Obama's One Law Publication: Abortion on Demand
by Steven Ertelt
August 22, 2008
Washington, DC (LifeNews.com) -- How strongly does Barack Obama believe in unlimited abortions? Strongly enough that the only article he wrote for the Harvard Law Review while he was a law school student talked about how fervently believed in legalized abortion. Obama's name wasn't attached to any other legal scholarship during the time.
In an article unearthed by the Politico web site, Obama, as the president of the Harvard Law Review, wrote an unsigned article touting abortion. (see below)
The web site says the article comes in at six pages and is contained in the third volume of the 1990 Harvard Law Review.
In the work, Obama considered a parenthetical abortion issue -- whether unborn children have a legal right to sue their mothers for damage sustained during pregnancy, from such things as alcohol or illegal drugs.
Obama says no and writes supportively of the Roe v.

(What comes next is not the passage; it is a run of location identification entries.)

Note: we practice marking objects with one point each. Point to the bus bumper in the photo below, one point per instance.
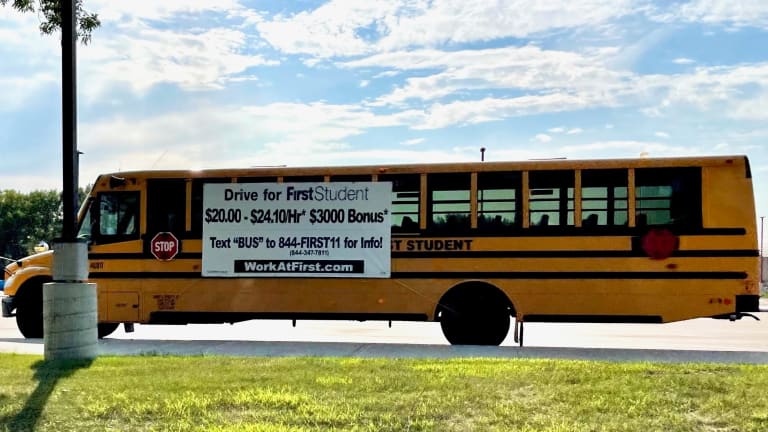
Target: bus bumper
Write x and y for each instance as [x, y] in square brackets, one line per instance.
[8, 306]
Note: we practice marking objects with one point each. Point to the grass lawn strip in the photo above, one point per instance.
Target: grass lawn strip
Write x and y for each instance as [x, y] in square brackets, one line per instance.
[163, 393]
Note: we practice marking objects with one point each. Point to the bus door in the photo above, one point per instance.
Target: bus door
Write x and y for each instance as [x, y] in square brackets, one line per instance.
[112, 227]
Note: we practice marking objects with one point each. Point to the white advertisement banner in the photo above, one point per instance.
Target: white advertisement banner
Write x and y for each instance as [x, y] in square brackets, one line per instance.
[297, 229]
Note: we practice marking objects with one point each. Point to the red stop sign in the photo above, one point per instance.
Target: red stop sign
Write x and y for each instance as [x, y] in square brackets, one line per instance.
[164, 246]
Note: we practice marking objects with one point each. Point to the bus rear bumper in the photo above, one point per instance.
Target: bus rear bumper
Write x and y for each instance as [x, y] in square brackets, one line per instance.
[8, 306]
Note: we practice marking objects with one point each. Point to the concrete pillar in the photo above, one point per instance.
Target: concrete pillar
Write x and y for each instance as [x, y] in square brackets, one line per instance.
[70, 308]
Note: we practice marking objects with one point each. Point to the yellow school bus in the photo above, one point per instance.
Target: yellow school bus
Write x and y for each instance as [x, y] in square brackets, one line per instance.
[472, 246]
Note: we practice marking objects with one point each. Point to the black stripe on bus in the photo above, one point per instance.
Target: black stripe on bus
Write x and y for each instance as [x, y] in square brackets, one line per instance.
[550, 231]
[725, 253]
[464, 275]
[640, 319]
[574, 254]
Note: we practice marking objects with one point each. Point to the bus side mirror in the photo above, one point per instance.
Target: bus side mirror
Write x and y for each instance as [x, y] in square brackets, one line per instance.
[116, 182]
[41, 247]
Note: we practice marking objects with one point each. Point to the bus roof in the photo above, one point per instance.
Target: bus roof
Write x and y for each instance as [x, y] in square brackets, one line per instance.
[548, 164]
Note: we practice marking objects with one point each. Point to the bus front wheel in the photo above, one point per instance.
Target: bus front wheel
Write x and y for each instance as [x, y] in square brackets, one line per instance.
[106, 329]
[29, 317]
[475, 320]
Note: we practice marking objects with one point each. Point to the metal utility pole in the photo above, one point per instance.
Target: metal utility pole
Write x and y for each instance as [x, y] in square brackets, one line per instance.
[762, 253]
[70, 309]
[69, 117]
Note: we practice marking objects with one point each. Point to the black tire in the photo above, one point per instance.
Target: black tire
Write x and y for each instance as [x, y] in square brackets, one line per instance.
[29, 316]
[106, 329]
[481, 320]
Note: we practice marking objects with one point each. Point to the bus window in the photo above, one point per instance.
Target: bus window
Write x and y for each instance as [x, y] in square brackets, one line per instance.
[265, 179]
[304, 179]
[668, 196]
[351, 178]
[604, 197]
[497, 200]
[197, 201]
[449, 205]
[166, 206]
[551, 198]
[118, 217]
[405, 201]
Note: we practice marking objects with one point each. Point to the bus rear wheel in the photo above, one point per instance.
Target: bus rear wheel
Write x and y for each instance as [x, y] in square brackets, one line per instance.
[476, 320]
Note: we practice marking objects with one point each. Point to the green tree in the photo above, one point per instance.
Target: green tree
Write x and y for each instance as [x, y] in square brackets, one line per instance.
[50, 11]
[26, 219]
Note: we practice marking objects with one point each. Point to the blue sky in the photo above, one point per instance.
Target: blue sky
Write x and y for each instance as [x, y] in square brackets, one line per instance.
[216, 83]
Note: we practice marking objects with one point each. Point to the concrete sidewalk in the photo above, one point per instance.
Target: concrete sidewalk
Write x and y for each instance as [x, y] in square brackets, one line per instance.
[117, 347]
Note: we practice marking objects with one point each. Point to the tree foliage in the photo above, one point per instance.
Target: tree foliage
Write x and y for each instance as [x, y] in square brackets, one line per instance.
[50, 15]
[26, 219]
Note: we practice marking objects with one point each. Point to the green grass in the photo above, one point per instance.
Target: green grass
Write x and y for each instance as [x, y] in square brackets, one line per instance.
[317, 394]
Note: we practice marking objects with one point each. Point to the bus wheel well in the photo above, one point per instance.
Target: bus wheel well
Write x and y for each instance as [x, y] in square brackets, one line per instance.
[29, 307]
[473, 290]
[475, 313]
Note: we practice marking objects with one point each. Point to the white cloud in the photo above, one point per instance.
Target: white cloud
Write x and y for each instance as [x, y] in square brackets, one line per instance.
[737, 91]
[336, 28]
[529, 68]
[122, 11]
[609, 149]
[140, 60]
[414, 141]
[737, 12]
[484, 110]
[241, 136]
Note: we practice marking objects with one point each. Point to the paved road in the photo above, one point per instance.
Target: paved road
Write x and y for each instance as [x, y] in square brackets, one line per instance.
[696, 340]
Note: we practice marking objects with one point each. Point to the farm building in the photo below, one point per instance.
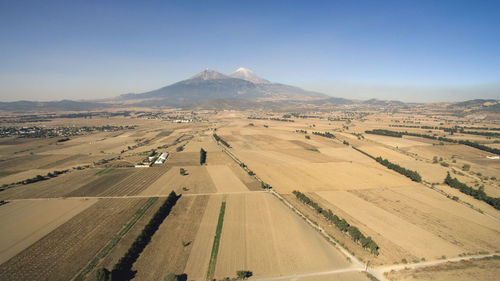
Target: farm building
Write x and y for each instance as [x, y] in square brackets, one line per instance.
[162, 158]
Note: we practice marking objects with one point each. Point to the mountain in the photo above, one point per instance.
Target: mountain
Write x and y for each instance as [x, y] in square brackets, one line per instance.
[211, 85]
[69, 105]
[247, 74]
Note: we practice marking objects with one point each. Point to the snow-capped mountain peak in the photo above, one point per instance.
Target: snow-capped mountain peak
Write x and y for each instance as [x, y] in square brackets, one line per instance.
[247, 74]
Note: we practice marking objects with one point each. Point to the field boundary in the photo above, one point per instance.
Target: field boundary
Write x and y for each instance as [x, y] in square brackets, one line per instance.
[215, 247]
[115, 240]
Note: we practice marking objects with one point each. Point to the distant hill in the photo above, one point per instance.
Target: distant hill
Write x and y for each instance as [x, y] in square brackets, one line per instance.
[68, 105]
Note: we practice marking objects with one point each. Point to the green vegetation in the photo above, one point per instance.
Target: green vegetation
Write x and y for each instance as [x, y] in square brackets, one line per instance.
[122, 270]
[265, 185]
[476, 193]
[104, 171]
[102, 274]
[34, 179]
[219, 139]
[371, 277]
[164, 134]
[413, 175]
[341, 224]
[464, 142]
[325, 134]
[382, 132]
[215, 246]
[203, 156]
[113, 242]
[466, 167]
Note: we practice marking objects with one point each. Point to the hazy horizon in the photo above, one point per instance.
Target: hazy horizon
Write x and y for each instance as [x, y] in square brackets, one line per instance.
[410, 51]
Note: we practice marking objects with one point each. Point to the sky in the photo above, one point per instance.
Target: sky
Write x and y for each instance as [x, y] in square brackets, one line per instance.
[416, 51]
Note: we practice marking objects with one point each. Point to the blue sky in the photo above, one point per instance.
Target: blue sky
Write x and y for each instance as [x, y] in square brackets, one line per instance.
[406, 50]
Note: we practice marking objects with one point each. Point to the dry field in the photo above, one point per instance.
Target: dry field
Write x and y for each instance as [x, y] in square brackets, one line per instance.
[260, 234]
[170, 248]
[483, 269]
[64, 251]
[417, 220]
[197, 181]
[24, 222]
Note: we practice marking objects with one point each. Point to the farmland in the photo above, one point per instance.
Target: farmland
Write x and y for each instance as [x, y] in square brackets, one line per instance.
[55, 227]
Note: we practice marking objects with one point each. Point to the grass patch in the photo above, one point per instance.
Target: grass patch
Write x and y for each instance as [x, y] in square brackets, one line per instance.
[104, 171]
[215, 247]
[114, 241]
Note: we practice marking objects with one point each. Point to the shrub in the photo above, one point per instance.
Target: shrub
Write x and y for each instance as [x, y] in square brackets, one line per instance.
[243, 274]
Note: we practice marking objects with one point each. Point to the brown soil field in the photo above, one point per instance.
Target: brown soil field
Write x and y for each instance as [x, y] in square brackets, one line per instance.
[346, 276]
[64, 251]
[395, 142]
[166, 252]
[416, 217]
[260, 234]
[483, 206]
[221, 158]
[225, 180]
[101, 183]
[24, 222]
[198, 181]
[405, 234]
[323, 176]
[199, 257]
[136, 182]
[481, 269]
[60, 186]
[122, 247]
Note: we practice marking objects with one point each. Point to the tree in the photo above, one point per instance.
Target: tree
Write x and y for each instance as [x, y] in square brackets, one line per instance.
[102, 274]
[243, 274]
[203, 156]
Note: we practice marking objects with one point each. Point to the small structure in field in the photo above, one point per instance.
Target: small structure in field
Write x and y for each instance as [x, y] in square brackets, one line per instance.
[162, 158]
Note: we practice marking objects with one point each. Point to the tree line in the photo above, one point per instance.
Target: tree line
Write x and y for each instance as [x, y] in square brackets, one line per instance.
[325, 134]
[464, 142]
[476, 193]
[340, 223]
[122, 269]
[413, 175]
[385, 133]
[203, 156]
[219, 139]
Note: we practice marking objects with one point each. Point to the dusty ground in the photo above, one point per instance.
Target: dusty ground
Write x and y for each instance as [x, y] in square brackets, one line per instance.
[24, 222]
[485, 269]
[260, 234]
[64, 251]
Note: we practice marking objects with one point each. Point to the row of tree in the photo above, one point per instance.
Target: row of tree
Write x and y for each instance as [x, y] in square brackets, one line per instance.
[464, 142]
[476, 193]
[325, 134]
[383, 132]
[122, 270]
[219, 139]
[413, 175]
[340, 223]
[203, 156]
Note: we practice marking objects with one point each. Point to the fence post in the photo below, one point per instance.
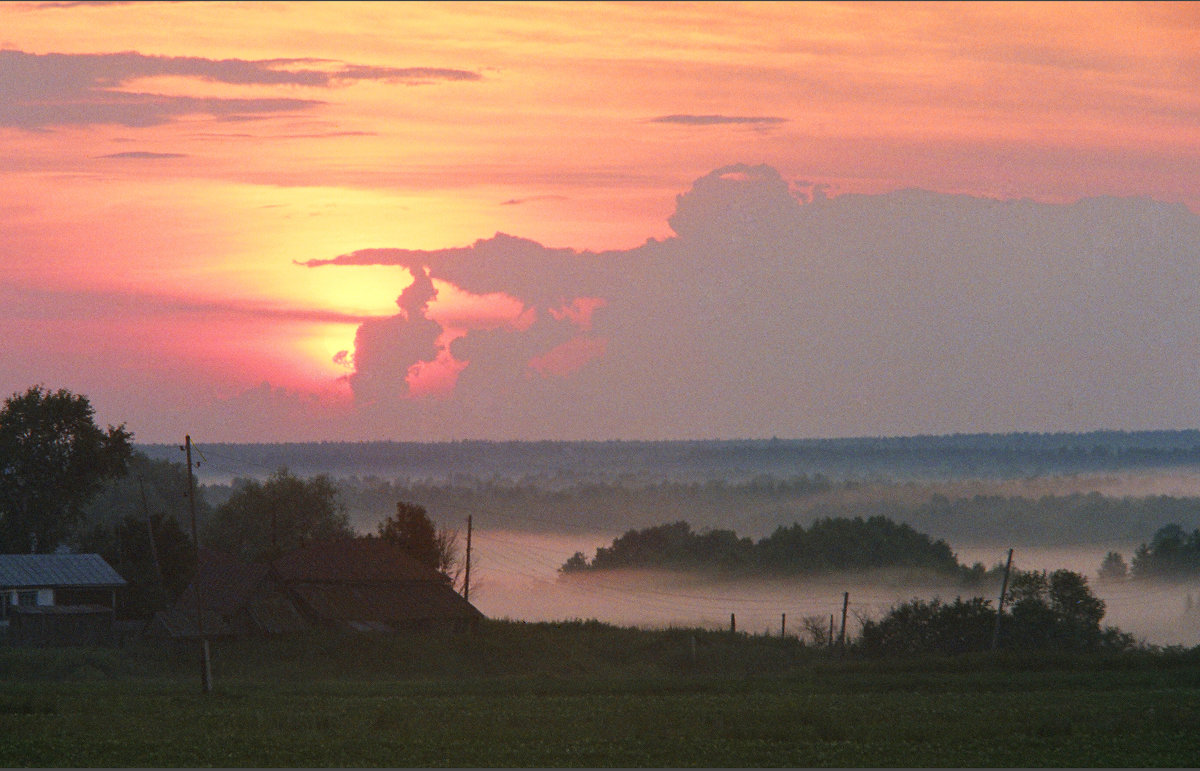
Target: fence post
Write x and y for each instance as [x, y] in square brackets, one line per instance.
[845, 607]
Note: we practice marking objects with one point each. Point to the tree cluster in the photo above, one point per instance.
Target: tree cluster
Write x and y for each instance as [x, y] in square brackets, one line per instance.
[827, 545]
[1043, 611]
[53, 460]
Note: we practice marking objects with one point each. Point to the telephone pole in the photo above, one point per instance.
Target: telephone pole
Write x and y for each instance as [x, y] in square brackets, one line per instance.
[466, 580]
[1000, 605]
[205, 663]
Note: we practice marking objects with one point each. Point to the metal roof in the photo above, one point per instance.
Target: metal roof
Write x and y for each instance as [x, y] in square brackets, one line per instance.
[353, 561]
[29, 571]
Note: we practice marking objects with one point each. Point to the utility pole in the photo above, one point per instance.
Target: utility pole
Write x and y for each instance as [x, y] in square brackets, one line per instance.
[1000, 605]
[466, 580]
[205, 664]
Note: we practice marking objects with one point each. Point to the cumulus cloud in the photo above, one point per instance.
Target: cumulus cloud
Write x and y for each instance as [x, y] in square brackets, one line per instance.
[143, 155]
[47, 90]
[777, 312]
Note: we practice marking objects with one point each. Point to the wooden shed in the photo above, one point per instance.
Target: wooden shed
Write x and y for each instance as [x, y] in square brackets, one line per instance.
[58, 598]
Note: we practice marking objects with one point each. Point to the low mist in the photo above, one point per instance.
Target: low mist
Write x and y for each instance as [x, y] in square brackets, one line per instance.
[515, 575]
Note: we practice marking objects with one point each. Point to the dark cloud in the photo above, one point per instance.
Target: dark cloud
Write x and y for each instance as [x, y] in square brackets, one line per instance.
[517, 202]
[718, 120]
[777, 314]
[143, 155]
[45, 90]
[40, 303]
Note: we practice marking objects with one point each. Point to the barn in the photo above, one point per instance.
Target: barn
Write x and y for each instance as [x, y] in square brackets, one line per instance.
[361, 584]
[49, 599]
[371, 584]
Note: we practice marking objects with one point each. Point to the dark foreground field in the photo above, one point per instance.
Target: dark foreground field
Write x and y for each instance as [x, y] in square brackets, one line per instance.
[586, 694]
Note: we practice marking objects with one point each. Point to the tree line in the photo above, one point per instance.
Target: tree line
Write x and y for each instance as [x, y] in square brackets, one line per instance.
[827, 545]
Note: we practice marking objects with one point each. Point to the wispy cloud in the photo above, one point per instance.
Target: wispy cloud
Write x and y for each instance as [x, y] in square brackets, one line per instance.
[47, 90]
[718, 120]
[143, 155]
[516, 202]
[25, 302]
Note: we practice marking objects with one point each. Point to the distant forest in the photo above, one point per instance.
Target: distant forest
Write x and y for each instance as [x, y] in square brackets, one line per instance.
[827, 545]
[954, 456]
[951, 486]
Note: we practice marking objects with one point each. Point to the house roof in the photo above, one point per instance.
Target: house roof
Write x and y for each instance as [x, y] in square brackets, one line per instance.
[353, 561]
[226, 583]
[29, 571]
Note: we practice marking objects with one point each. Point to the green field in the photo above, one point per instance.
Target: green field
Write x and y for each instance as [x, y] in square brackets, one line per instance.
[587, 694]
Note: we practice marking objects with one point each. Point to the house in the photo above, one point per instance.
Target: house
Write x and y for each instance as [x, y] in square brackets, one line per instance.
[371, 584]
[58, 598]
[363, 584]
[237, 598]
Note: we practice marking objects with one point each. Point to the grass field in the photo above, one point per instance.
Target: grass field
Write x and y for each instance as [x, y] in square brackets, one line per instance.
[586, 694]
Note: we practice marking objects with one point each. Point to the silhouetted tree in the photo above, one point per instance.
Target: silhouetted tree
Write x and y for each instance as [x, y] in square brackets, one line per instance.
[53, 460]
[413, 531]
[1114, 567]
[263, 520]
[1170, 554]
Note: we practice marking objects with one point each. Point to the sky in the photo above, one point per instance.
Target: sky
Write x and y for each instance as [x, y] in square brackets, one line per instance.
[426, 221]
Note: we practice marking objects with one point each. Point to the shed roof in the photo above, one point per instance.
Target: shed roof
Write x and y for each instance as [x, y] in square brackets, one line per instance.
[390, 604]
[57, 569]
[353, 561]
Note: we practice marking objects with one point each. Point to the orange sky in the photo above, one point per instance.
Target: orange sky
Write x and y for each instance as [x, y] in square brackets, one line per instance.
[166, 166]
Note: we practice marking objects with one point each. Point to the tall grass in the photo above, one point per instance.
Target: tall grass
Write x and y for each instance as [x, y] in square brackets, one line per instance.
[589, 694]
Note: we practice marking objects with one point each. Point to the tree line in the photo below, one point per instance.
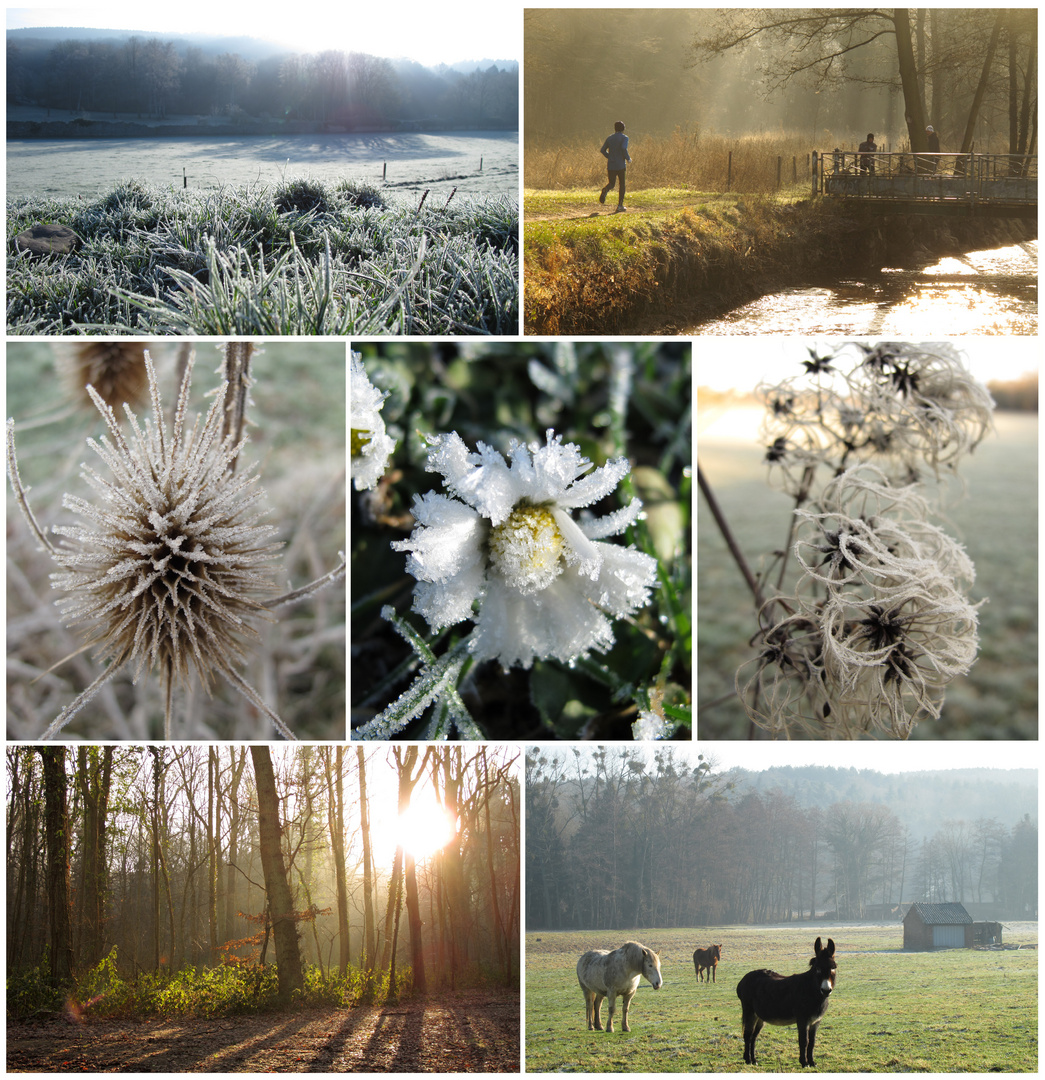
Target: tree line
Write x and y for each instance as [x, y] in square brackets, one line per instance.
[151, 78]
[170, 858]
[825, 72]
[614, 840]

Wade Supreme Court case and another from the Illinois Supreme Court saying no such right exists.
According to Politico, Obama wrote: "[T]he case raises the broader policy and constitutional considerations that argue against using civil liability to control the behavior of pregnant women."
In a discussion of abortion itself, Obama wrote that government has more important business than "ensuring that any particular fetus is born."
He also decried any limits on abortion, saying the government has an interest in "preventing increasing numbers of children from being born in to lives of pain and despair."
Politico said the Obama campaign confirmed the pro-abortion presidential candidate wrote the piece in question and that it was one of the typical articles law students would write briefing and opining on federal and state court decisions.
In an email to the web site, Obama spokesman Ben LaBolt also confirmed that Obama "remains committed to" the sentiments he expressed in the piece.
Obama's article is on page 823 of Volume 103 of the Harvard Law Review and would likely be located in larger public libraries and databases that chronicle legal articles in scholarly publications.